La richesse est dans le mélange
Des éléments majeurs à vigiler
Les chercheurs passent du temps pour créer de la connaissance, et dans la zone grise qui permet à cette connaissance de se transformer en innovation : dépôt de brevet, élaboration de produits et / ou services, étude de marché…
Il est légitime que ces activités, financées par des fonds de recherche, si elles donnent lieu à une activité économique rentable, aient un retour sur cet « investissement », que les statuts de la plupart des institutions de recherche ne permettent pas de faire comptablement : transformer du temps de chercheurs ou des fonds en parts sociales de start-up.
Cependant, s’il y a des brevets déposés par le centre de recherche, une licence d’utilisation peut être cédée à une start-up, contre rémunération.
Il y a souvent des structure privées proches de la recherche : associations, fondations. Ces dernières peuvent souscrire au capital de start-up. Et elle le font.
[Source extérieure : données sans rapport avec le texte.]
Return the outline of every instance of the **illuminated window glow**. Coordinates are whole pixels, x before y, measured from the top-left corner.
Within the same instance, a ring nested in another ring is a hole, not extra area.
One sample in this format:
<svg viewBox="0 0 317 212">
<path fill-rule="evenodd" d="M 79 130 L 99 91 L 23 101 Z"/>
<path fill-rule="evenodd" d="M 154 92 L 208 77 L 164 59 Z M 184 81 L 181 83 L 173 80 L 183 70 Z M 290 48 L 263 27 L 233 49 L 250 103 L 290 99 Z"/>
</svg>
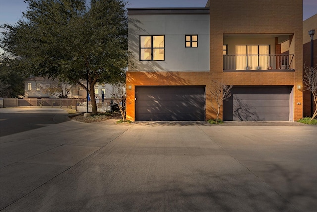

Il y a aussi, pour les brevets comme pour ces prises de participation, des éléments majeurs à vigiler : ces actifs sont vitaux pour la start-up, et il faut veiller que cette dernière puisse en disposer librement contre juste rémunération le jour où le succès commercial et financier est au rendez-vous :
- clause de cession de brevets contre prix pré déterminé
- clause de sortie proportionnelle et totale dans le pacte d’associé avec règle de valorisation des parts raisonnable
Comme pour toute société, il y a aussi les éléments suivants, qui, s’ils ne sont pas passés en revue ou mal passés en revue, occasionnent l’échec de 30% des start-up :
- qui est associé ou pas, pour quel montant de parts
- clauses de bad leaver, good leaver, vesting de certains associés
- clauses d’agrément des associés en cas de cession de parts
Conclusion
Les deux mondes de l’entrepreneuriat et de la recherche sont assez lointains pour de nombreuses raisons. Leur rapprochement est je pense substantiellement fécond sous réserve que chacun prenne le temps de comprendre l’autre, et soit vigilant quant aux conditions de réussites parfois trop implicites.